I’d like you to come hear me sing, the woman said. I think it might do you good. It might take you out of yourself.
Can that be done? asked the man.
What?
I’d like to be taken out of myself. And put away in a drawer somewhere. A drawer you open in a dream when you’re packing in haste at the end of the world.
Oh, that dream! exclaimed the woman. That drawer! Well, I can only take you out of yourself. Where you go then is up to you.
Now I shall go to bed, said the man. He looked at the bartender. What do I owe you?
Don’t worry, said the woman. He’ll charge it to your room. It’s the beauty of hotel bars. It’s time I left, too, but I’ll let you go first. It would be unbearable to leave with you and say good night in the hallway.
Do you live in the hotel?
I do. I had a sweet little house but I didn’t take good care of it, in fact I didn’t take any care of it, and so it fell to pieces, it really did, you’d think houses would last, at least I did, but they don’t. Especially here, with all the cold and the snow. Things expand and contract, and then collapse. So now I live in the hotel. Go, just go! I’m going to return to my original place over yonder and finish my drink.
The man stood up. Good night, he said.
Oh, don’t say good night. Just go! I’m going back to my place. See.
Livia Pinheiro-Rima stood up and walked back to her seat at the end of the bar. She sat and placed her glass on the bar in front of her and gazed down into it. The bartender stood in his original place at the other end of the bar, gazing implacably in front of him.
The man dove back through the red beads, which trembled ecstatically behind him, but after a moment they hung straight and perfectly still.

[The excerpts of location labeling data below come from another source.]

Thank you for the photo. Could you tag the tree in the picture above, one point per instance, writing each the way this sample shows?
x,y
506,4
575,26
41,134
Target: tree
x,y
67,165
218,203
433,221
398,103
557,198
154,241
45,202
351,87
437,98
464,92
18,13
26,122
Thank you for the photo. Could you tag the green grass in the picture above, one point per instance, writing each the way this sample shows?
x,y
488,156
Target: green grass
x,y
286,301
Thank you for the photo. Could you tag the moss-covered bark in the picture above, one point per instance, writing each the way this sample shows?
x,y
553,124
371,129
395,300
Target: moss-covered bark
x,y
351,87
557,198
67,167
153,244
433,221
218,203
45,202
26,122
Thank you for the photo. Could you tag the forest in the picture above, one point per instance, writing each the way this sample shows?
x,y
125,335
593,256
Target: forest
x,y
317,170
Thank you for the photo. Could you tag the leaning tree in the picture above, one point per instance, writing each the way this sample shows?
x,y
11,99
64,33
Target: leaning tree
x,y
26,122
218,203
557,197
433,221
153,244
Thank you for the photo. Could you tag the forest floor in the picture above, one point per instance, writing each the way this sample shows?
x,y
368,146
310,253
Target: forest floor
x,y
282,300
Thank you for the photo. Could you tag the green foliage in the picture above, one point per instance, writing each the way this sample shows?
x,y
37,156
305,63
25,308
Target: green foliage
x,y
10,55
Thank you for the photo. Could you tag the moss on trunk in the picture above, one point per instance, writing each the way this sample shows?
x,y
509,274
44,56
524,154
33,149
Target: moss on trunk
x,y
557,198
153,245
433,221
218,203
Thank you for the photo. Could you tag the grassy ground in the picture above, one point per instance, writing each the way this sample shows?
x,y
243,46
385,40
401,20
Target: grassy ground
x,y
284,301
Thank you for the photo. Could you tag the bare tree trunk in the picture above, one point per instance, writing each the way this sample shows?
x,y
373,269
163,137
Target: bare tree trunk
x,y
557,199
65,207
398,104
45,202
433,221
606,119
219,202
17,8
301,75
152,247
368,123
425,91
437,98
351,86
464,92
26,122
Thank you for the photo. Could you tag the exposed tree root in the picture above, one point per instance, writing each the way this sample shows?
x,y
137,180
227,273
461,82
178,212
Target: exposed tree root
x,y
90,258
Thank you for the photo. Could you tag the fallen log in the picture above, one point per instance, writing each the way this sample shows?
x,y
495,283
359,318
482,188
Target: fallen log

The lobby, at this late hour, was surprisingly occupied. A large Nordic-looking man in a well-tailored business suit sat in one of the little leather club chairs surrounding one of the many low, circular tables in the lobby. He was furiously writing something in a small black leather journal and, by the looks of it, underlining much of what he wrote. As the man walked past him, the businessman violently shook his pen, stabbing the air with it and then returning it to the paper, where it apparently did not perform. He held it like a dart and threw it toward the shadowed corner of the lobby.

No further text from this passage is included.